A photo for Diane Scott. This dog (an épagneul?), lives in St. Tropez and gets to call those lovely blue shutters and lace curtains home. Now if someone would just let the loiterer inside for a nice treat!

Note: today's extra edition is a word only. The regular edition (with sound file, vocab section) returns tomorrow!

abrégement (ah-brezh-mahn)
    : abbreviation

synonymes : une apocope, un raccourcissement (shortening), une abréviation

A Day in a French Life... by Kristin Espinasse

You've heard about writer's block (when you can't think of the first word to put down on paper), then reader's block (when you don't feel like picking up a book), and now... how about "in-box block"? I've got it bad.

More about this topic another time. Meantime, while catching up on email, I reread one of Carol's (see her photo, below) poetic and educational responses, this time to the apocope edition. I thought you, too, would enjoy reading it -- for the rich list of vocab words and for the reminder as to what, exactly, apocopes are.

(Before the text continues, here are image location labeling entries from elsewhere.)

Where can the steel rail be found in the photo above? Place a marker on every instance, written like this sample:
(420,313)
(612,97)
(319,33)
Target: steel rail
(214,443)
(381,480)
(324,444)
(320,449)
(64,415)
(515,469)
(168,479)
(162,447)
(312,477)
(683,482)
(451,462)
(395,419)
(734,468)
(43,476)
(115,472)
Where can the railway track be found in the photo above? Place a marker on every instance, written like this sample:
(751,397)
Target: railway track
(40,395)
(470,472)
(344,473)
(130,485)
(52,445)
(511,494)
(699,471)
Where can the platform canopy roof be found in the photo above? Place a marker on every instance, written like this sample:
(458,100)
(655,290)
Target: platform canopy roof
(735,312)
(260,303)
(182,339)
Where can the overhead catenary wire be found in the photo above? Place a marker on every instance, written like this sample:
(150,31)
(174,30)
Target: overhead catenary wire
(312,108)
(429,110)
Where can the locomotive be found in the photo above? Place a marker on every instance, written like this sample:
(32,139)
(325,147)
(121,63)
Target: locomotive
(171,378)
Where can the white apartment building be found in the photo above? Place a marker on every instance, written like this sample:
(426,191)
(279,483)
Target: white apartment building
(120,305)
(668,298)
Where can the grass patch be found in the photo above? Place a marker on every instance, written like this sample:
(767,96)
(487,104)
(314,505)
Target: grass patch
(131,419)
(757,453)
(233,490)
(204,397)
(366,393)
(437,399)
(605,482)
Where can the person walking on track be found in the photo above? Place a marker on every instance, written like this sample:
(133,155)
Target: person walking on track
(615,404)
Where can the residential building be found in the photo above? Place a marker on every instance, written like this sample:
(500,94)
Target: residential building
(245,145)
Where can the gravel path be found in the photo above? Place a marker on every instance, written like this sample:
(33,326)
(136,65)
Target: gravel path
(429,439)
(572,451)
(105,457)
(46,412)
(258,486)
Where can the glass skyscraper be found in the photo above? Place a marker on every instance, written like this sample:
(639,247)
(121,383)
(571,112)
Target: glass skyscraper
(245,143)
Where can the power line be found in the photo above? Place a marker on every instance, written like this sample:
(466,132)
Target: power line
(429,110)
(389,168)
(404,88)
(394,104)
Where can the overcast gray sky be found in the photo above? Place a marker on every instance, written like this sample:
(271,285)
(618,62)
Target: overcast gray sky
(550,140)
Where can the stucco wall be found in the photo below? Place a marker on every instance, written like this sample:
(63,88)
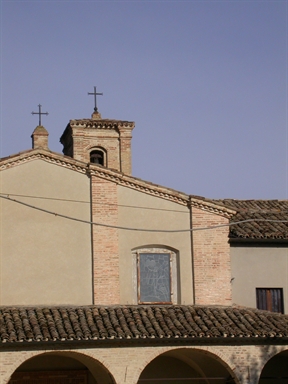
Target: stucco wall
(140,210)
(258,267)
(45,259)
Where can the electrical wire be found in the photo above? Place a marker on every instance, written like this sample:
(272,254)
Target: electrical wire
(141,229)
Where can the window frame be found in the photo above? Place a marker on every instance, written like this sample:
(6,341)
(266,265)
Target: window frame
(267,297)
(173,274)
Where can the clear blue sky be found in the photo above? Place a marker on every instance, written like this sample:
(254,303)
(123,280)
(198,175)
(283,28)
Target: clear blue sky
(204,81)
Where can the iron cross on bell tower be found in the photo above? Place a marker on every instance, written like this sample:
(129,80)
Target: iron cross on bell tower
(95,98)
(39,113)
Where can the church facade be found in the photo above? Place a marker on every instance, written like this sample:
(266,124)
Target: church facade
(106,278)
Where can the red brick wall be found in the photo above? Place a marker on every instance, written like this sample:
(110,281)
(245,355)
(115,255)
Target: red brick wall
(211,254)
(105,242)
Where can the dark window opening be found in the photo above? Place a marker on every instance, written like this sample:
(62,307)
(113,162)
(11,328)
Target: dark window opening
(97,157)
(270,299)
(154,278)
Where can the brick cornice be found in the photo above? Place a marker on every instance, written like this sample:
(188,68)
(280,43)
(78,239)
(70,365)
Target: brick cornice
(102,124)
(115,177)
(51,157)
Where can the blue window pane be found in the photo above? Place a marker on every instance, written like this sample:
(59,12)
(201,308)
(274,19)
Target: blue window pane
(154,277)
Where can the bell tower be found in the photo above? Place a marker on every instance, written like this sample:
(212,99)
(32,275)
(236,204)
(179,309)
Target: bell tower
(100,141)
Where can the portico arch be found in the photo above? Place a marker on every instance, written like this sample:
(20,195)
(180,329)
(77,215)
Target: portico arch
(275,371)
(177,366)
(61,367)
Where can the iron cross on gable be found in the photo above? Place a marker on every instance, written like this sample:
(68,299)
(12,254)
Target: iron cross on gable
(95,98)
(39,113)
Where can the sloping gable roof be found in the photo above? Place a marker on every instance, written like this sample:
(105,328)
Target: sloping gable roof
(258,212)
(20,324)
(115,177)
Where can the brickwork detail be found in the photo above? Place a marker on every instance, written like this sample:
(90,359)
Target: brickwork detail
(40,138)
(211,254)
(105,242)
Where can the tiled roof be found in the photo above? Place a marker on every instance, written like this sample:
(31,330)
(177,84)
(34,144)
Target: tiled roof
(260,210)
(19,324)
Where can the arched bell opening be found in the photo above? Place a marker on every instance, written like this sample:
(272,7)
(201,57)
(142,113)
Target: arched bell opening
(98,156)
(187,365)
(61,368)
(275,371)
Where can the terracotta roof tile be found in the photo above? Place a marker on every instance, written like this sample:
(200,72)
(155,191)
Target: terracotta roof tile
(260,211)
(18,324)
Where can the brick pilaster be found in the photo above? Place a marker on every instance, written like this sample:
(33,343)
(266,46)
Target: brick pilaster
(105,242)
(211,255)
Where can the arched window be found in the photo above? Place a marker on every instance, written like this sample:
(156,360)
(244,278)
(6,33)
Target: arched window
(157,275)
(97,156)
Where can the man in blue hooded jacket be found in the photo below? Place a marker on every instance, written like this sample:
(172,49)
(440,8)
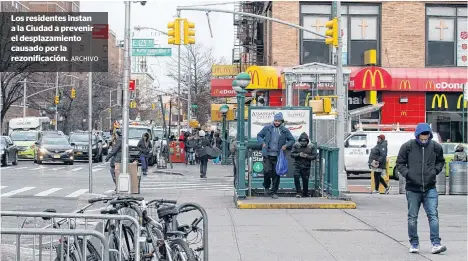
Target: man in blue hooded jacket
(419,161)
(274,137)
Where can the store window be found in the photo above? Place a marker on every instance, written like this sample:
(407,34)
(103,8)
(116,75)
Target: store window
(446,36)
(360,26)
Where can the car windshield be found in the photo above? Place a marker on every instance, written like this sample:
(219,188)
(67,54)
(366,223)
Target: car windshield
(55,141)
(136,133)
(81,138)
(24,136)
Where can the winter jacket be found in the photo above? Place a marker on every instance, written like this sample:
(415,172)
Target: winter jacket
(145,149)
(310,150)
(379,153)
(420,163)
(116,151)
(264,137)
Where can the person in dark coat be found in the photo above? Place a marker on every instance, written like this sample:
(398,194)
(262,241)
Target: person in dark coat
(378,163)
(273,137)
(303,154)
(145,147)
(419,161)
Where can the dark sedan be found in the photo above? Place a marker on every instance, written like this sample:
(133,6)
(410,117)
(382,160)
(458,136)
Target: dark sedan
(54,149)
(9,151)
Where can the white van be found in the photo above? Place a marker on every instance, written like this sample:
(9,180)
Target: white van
(359,144)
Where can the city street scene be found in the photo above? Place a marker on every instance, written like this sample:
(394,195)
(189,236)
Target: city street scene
(233,130)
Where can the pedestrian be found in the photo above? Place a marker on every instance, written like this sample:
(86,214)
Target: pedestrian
(115,155)
(303,154)
(460,154)
(378,163)
(274,137)
(419,161)
(145,147)
(202,152)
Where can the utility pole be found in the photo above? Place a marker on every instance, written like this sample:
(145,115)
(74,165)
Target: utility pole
(340,92)
(24,97)
(126,80)
(56,105)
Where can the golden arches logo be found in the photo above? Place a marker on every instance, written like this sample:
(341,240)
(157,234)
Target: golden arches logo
(460,100)
(405,84)
(252,77)
(430,85)
(373,75)
(440,98)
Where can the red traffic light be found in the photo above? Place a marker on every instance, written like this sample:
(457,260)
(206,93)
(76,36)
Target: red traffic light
(131,85)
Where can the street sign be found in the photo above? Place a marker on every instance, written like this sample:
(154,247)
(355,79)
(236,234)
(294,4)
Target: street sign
(152,52)
(142,43)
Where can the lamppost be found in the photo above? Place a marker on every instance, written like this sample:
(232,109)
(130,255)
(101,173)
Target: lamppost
(224,110)
(242,80)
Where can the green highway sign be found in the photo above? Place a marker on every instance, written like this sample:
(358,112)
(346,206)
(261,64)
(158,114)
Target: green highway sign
(142,43)
(152,52)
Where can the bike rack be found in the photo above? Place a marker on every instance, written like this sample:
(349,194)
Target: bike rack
(54,232)
(135,222)
(205,225)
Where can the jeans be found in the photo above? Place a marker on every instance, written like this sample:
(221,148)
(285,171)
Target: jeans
(430,201)
(270,175)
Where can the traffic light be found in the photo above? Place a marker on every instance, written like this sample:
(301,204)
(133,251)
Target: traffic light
(332,32)
(174,32)
(189,32)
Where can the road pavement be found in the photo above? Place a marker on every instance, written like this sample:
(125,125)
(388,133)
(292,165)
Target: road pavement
(376,230)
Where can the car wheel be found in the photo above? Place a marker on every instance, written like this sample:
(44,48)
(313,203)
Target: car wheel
(16,159)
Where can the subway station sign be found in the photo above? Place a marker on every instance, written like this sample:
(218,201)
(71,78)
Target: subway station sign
(448,101)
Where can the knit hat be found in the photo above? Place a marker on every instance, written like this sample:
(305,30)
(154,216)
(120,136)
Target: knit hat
(278,117)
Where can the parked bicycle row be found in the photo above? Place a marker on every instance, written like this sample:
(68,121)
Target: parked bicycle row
(128,228)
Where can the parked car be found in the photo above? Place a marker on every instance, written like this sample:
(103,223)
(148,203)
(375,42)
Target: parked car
(9,151)
(54,148)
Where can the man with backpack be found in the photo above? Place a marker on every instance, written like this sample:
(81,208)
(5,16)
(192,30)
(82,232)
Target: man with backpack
(419,161)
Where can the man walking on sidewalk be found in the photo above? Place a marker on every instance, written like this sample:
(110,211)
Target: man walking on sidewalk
(274,137)
(420,161)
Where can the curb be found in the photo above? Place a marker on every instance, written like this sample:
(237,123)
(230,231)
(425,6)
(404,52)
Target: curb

Enjoy!

P.S.: Carol is a big fan of Smokey "R" Dokey and has addressed the following letter to his-truly.
P.P.S.: Would anyone like to volunteer to translate the following text? Please share your interpretation here in the comment's box. Merci beaucoup for your helpful participation!

"Petit apport d'apocopes pour copains" (ça c'est une allitération)":

En période d'exam (examen)

On ouvre le dico (dictionnaire)

Sur ces kilos d' mots, (kilogrammes)

C'est la récré, on va au ciné, (récréation, cinématographe)

L'affaire est dans l'sac

On aura no't bac, on ira en fac (baccalauréat, faculté)

Prenons l'auto, filons au resto, j'offre l'apéro  (automobile, restaurant, apéritif)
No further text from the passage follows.